Eighteen months ago, the Board invested substantially in our matrons. Creating a cadre to senior clinicians with authority to make a difference to care in clinic, in theatre and in our wards. With the creation of the new leadership team in adult community services, we will take the opportunity over coming months to make sure that a similar tier is in place and empowered there.
Joining up these two investments is the task to make us well-led. Because we need so-called frontline departmental leaders to shape a culture. And we need them to know that those around, and structurally above them, share the same values and have the expertise to help and the wisdom not to hinder. Making smart choices about when to intervene and when to leave well alone.
Leading a public service is often currently spoken of as making tough choices. And that is and will be true at our Trust in coming months. Despite our year-end surplus, 2014 will see difficult changes in our workforce and changes in how we provide services, to improve quality, but also to spend less, though more of each pound on patient care. Yet in my view leading a public service is much more about communication than choice. Because day to day leadership is not about choosing things for others, but making sure you communicate the information around you so that those best able to make choices, make informed decisions. Leadership depends on communication and communication depends on listening. The golden thread between the five questions posed by the CQC is listening. All five goals we have rely upon it.
Listening – hearing what is being said but also what is meant – is a preoccupation for our Board team. The single topic on which we have spent the most time in the last three months is how to listen well. That’s right, more time on that than the new hospital or next year’s budget. That will continue to be the case, as individuals (my NHS Change Day pledge refers) and collectively (from April we start exploring in public the role of Governors, come along and have your say. Please see dates below.)
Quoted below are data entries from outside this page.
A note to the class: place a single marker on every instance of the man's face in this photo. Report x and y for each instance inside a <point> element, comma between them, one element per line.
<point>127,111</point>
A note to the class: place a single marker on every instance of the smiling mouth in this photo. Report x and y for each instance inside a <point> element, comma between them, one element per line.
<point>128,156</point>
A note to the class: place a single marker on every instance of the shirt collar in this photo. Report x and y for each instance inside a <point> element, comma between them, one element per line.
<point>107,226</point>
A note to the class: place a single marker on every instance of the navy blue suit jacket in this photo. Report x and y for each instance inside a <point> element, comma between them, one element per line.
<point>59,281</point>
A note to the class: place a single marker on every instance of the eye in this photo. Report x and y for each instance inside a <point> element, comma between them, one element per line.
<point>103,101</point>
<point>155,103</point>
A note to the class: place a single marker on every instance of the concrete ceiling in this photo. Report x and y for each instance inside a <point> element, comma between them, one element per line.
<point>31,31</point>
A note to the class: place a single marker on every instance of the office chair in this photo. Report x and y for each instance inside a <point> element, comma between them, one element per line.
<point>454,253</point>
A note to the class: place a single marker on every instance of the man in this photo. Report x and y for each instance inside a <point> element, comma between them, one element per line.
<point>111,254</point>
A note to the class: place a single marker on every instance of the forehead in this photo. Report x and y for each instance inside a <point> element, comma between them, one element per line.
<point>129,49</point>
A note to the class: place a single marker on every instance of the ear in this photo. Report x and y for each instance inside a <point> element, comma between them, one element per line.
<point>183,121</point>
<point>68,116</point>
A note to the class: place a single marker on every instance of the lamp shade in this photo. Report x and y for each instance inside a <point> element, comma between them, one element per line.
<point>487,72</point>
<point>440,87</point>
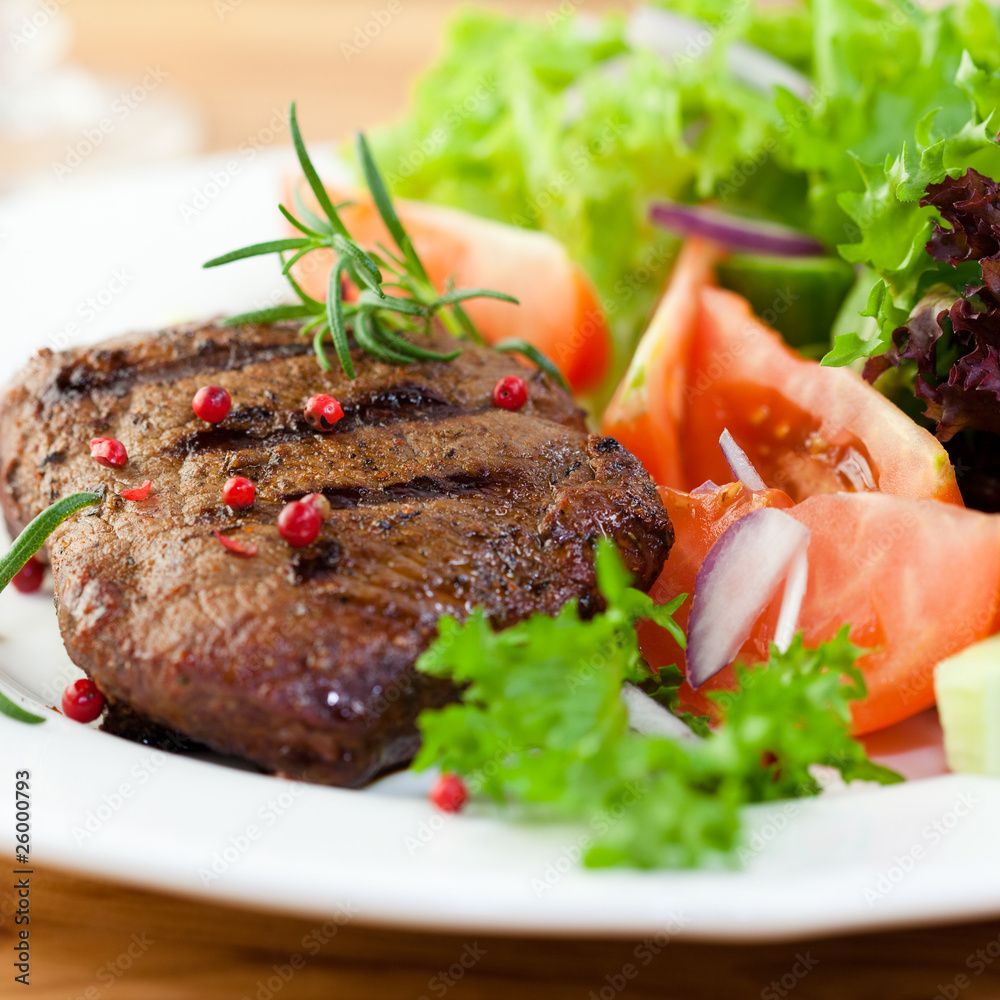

|Oldbury & Smethwick||Friday 4 April : 2pm – 4pm||CAP CENTRE, Windmill Lane, Smethwick, B66 3LX|
|Wednesbury & West Bromwich||Thursday 10 April : 5pm – 7pmRefreshments from 4.30||Moxley People’s Centre, 3 Queen Street, Moxley, Wednesbury, WS10 8TA|
|Tipton & Rowley||Wednesday 30 April : 10am – 12pm||St Paul’s Community Centre, Brick Kiln Street, Tipton, DY4 9BP|
|Ladywood||Tuesday 6 May : 2pm – 4pm||Ladywood Health & Community Centre, St. Vincent Street West, Ladywood, B16 8RP|
|Perry Barr & Wider West Midlands||Monday 12 May : 5pm – 7pmRefreshments from 4.30||Wolfson Lecture Theatre Post Graduate Centre City Hospital, Dudley Road, Birmingham, B18 7QH|
|Erdington||Friday 16 May : 2pm – 4pm||Yenton Assembly Rooms, 73-75 Gravelly Hill North,Erdington, Birmingham, B23 6BJ|
|Edgbaston||Wednesday 28 May : 2pm – 4pm||The Walker Memorial Hall, Ampton Road, Edgbaston, Birmingham, B15 2UJ|
As we develop our ideas about the future of care within the Trust we know that we have to able to hear what our patients think. Because if we truly mean that, in time we want to be renowned as the best integrated care organisation in the NHS – it will be patients who judge whether we are integrated.